Diana Knaebe is the system administrator for Memorial Behavioral Health. Springfield-area residents can also call Memorial's emotional-support line directly: 217-588-5509, from 8 a.m. to 8 p.m. seven days a week. Knaebe said the line has received more than 700 calls since it began in mid-March. There has been a range of callers, from Memorial employees and community members expressing their concerns and worries, to those seeking guidance for "pretty serious situations."
At times calls have led to intervention by DCFS and other authorities. The calls provide connection to appropriate resources, said Knaebe. An assessment is done of whether callers could benefit from ongoing therapy and counseling as well as support groups. "And so we're making those connections," she said.
She says over time, the volume of calls hasn't lessened, "In fact, I think what's happening is they're getting more serious."
How to cope
Knaebe, who served as director of the Illinois Department of Human Services Division of Mental Health before coming to Memorial earlier in the year, said it's normal to be dealing with unwanted feelings right now.
"I think initially we saw a lot of fear, a lot of anxiety. Now, I think it's moving into frustration. The fears and worries are really about what is the new normal going to be," she said. Financial pressure. Loneliness. Dreading scarcity and getting sick. All of these factors can also worsen addiction and other abusive behaviors.
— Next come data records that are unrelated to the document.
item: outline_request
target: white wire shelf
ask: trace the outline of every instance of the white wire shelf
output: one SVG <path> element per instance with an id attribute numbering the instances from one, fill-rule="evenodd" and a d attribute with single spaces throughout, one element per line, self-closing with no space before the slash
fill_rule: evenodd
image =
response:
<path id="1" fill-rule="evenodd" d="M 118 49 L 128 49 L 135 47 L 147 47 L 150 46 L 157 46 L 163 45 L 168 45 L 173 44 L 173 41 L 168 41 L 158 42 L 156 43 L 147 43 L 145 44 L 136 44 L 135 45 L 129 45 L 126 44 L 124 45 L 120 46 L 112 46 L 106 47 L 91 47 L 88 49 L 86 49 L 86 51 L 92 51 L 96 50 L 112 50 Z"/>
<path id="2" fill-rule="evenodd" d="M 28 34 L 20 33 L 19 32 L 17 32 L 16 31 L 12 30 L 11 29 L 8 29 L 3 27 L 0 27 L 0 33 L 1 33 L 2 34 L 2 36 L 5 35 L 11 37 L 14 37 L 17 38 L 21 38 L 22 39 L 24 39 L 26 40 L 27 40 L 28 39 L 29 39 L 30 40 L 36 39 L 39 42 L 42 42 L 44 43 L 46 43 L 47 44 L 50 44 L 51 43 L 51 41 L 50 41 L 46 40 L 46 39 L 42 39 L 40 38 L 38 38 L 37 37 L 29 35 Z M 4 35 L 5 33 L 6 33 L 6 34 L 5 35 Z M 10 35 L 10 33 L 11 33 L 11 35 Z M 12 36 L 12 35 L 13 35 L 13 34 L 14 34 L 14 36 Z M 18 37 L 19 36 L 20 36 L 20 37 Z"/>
Some basic steps to cope, per Knaebe and other health experts: Limit exposure to the news – seek reliable, accurate information, but don't watch cable news all day long. Establish and maintain a scheduled routine. Exercise. Eat healthy. Factor in time to relax. And find ways to connect with others. Knaebe notes there are many creative ways people are participating in virtual tours, classes and hangouts.
For those who need additional help, there are many options. Support groups and counseling have largely shifted online.
"People who have been working through mental health issues for years are finding that they might have a resilience that other people are now having to learn," said Wade. "I think people who have some history addressing mental health issues in their own lives can be very helpful to other people."
Meanwhile, some who have long-term mental health issues are more susceptible to physical illness as well. Some are in group homes, which can make them particularly vulnerable to infection.
Wade said once life gets back to some semblance of normalcy, there will still be increased focus needed to address mental health. "I think the real important consideration is that many times when you've gone through trauma, those effects last for years." While that trauma is clearly a factor for those on the front lines and others dealing with distress, it can trickle down too.
"The biggest single predictor of adult mental illness is early childhood trauma. This is a traumatic situation that is extended, so you can expect that there will be needs that are showing up for quite some time," he said. "We are really thinking this is a long haul, fundamental shift."